I go back to the box and takes out the photos. One of him and his father, arms wrapped around each other smiling. Then another this time one and of me and him. The same one in my locket, of when we both young and pure still. I clutch the locket against my chest, the only piece of him iI'll be bringing besides the note. The note I still haven't read, the note I need to read before I leave. I unfold the note he left for me, before he left this world for good. I tried so many time to read it but every time the words just sort of blurred together. I was never ready to read it because I knew when I did, it would really be good bye. I would have to force myself to be strong and actually do something with my life. Other than mourn, like I still would do for a while. This time though, it wouldn't be as noticeable. I force the note open and I as read the note, the tears finally come out in full force. 
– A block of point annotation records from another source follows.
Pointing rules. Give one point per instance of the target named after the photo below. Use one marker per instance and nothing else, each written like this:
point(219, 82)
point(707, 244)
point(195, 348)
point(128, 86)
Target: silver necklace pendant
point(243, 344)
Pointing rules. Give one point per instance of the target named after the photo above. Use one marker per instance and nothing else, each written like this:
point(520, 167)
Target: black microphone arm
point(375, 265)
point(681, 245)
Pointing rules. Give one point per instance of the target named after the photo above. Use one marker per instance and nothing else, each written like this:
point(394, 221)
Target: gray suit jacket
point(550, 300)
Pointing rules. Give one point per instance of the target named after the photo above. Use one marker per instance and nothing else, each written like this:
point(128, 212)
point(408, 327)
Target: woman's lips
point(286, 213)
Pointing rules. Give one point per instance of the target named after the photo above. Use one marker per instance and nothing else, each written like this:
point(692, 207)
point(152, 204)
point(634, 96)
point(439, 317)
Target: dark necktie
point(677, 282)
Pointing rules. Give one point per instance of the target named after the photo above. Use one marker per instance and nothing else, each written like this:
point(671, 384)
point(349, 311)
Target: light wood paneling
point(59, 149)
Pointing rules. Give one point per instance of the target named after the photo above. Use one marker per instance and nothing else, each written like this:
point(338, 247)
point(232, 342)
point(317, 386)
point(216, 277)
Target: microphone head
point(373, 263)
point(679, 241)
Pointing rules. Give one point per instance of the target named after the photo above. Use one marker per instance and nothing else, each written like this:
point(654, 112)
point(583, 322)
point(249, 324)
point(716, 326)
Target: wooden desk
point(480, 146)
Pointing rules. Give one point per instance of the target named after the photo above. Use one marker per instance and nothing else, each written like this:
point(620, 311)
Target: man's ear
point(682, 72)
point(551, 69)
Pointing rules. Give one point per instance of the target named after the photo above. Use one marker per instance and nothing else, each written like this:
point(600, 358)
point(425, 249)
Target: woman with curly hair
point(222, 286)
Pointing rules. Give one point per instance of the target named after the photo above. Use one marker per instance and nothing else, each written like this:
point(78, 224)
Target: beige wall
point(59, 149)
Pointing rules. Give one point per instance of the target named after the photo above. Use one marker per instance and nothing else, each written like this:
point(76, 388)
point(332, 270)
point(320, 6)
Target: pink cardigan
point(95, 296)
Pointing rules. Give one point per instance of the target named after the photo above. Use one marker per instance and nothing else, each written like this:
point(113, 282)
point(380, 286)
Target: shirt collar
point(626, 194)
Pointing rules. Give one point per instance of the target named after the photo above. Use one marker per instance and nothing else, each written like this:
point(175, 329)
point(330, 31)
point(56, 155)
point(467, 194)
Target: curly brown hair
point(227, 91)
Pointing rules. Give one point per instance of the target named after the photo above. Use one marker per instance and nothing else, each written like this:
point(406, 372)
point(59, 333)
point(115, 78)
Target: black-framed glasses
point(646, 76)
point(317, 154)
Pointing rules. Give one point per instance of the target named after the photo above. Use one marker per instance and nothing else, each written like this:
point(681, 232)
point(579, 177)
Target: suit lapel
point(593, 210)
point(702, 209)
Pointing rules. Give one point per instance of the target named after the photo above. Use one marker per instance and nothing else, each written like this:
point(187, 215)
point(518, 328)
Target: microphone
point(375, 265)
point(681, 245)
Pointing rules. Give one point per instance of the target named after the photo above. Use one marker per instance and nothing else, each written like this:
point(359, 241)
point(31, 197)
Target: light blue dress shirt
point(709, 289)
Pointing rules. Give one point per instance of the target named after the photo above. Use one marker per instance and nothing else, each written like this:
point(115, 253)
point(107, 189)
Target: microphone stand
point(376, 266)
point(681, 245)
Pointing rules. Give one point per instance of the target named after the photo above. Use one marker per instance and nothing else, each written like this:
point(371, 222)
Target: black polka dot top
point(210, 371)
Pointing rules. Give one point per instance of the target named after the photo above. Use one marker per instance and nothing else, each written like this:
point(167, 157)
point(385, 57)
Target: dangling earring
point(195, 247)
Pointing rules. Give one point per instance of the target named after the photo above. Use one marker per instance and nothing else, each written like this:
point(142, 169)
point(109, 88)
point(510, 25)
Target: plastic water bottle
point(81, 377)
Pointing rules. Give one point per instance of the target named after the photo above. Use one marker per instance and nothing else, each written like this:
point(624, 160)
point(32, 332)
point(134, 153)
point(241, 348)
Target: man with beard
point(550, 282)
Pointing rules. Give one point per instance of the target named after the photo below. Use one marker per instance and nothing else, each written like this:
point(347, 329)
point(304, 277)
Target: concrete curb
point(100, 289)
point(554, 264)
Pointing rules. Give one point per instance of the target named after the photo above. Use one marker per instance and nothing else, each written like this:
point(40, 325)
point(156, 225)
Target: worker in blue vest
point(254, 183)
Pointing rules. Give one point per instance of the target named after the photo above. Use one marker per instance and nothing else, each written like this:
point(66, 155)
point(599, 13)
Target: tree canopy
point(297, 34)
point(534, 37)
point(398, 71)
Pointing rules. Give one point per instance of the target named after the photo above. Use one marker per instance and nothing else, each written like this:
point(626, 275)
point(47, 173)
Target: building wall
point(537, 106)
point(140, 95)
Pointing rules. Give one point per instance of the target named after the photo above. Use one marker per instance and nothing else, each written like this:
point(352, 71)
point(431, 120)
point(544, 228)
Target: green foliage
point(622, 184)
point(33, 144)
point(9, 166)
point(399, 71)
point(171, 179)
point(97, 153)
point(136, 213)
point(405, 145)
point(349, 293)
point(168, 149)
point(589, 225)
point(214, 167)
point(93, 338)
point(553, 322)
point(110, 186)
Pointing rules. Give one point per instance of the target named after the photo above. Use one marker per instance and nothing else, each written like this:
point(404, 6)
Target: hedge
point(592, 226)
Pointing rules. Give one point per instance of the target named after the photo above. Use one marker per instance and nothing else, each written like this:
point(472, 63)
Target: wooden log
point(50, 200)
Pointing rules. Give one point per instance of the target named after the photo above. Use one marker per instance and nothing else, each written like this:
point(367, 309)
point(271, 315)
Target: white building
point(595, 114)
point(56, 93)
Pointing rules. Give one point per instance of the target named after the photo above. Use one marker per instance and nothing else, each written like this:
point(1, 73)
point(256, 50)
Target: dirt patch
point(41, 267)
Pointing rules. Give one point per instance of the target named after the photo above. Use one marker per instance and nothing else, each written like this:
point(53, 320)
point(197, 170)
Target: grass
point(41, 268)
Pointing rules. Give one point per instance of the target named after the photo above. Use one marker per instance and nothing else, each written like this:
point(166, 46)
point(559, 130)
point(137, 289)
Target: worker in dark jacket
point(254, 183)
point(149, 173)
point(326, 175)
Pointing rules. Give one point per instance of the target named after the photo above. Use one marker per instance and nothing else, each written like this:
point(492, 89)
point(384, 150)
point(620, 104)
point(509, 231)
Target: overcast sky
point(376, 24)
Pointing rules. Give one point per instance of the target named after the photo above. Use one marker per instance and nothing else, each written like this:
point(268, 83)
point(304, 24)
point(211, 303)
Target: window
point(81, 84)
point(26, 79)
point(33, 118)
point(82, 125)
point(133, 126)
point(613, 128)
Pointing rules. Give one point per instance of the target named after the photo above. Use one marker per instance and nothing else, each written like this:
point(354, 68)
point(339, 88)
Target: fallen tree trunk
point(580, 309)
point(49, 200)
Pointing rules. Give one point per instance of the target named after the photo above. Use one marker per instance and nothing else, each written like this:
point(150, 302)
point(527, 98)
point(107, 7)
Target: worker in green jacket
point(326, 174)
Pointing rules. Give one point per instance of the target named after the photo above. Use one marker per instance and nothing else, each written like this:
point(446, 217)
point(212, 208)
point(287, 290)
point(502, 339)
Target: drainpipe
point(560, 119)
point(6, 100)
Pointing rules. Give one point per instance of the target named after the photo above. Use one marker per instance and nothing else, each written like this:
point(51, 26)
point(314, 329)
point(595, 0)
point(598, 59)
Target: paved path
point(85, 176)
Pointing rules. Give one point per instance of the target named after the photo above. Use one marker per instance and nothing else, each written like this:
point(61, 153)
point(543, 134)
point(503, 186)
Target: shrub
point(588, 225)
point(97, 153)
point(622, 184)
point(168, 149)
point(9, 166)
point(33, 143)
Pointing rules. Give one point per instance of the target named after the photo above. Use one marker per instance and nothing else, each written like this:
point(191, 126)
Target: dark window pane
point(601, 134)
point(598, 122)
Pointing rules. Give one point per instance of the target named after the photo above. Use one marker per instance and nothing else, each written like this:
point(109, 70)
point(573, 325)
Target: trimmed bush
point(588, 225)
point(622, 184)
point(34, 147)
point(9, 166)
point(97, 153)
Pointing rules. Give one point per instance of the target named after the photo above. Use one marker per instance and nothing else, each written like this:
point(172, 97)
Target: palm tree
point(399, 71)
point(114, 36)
* Dear City boy, I know you probably hate me right now. I would hate it, if you left me too. I just want you to know, it's not your fault. I've been to weak for this world, for a while now. Ever since my daddy died, I just haven't wanted to live anymore. I pushed on for you though. I told myself if you could live through your father's beatings, that I could live as well. Sadly I'm  not as strong as you. When Micheal and his friends caught Greg and I. I knew I had to take the blame. Greg has so much more going for him, than I do. Plus, don't act like you wouldn't have done the same. Always having to play the hero. Never change, Caleb. Micheal and friends would of killed both us. At least with out me, you have a chance at living. I want you not to blame Greg or yourself. Move on and live, if not for yourself then at least for me. I know you'll do great things, and maybe even meet someone better than me. You deserve only the best, I hope you find it.*

- Love,

Lucas, aka: Country boy.

I feel my hands tremble, as I read the note over and over again. Finally, I get up. Smiling sadly, at his words. I guess he didn't realize, I already had the best. I grab the box and my bags, walking away. This time, I don't look back as I head over to Greg. Preparing to fly away, to new adventures. Hoping to better the future, for people who can't help who they love.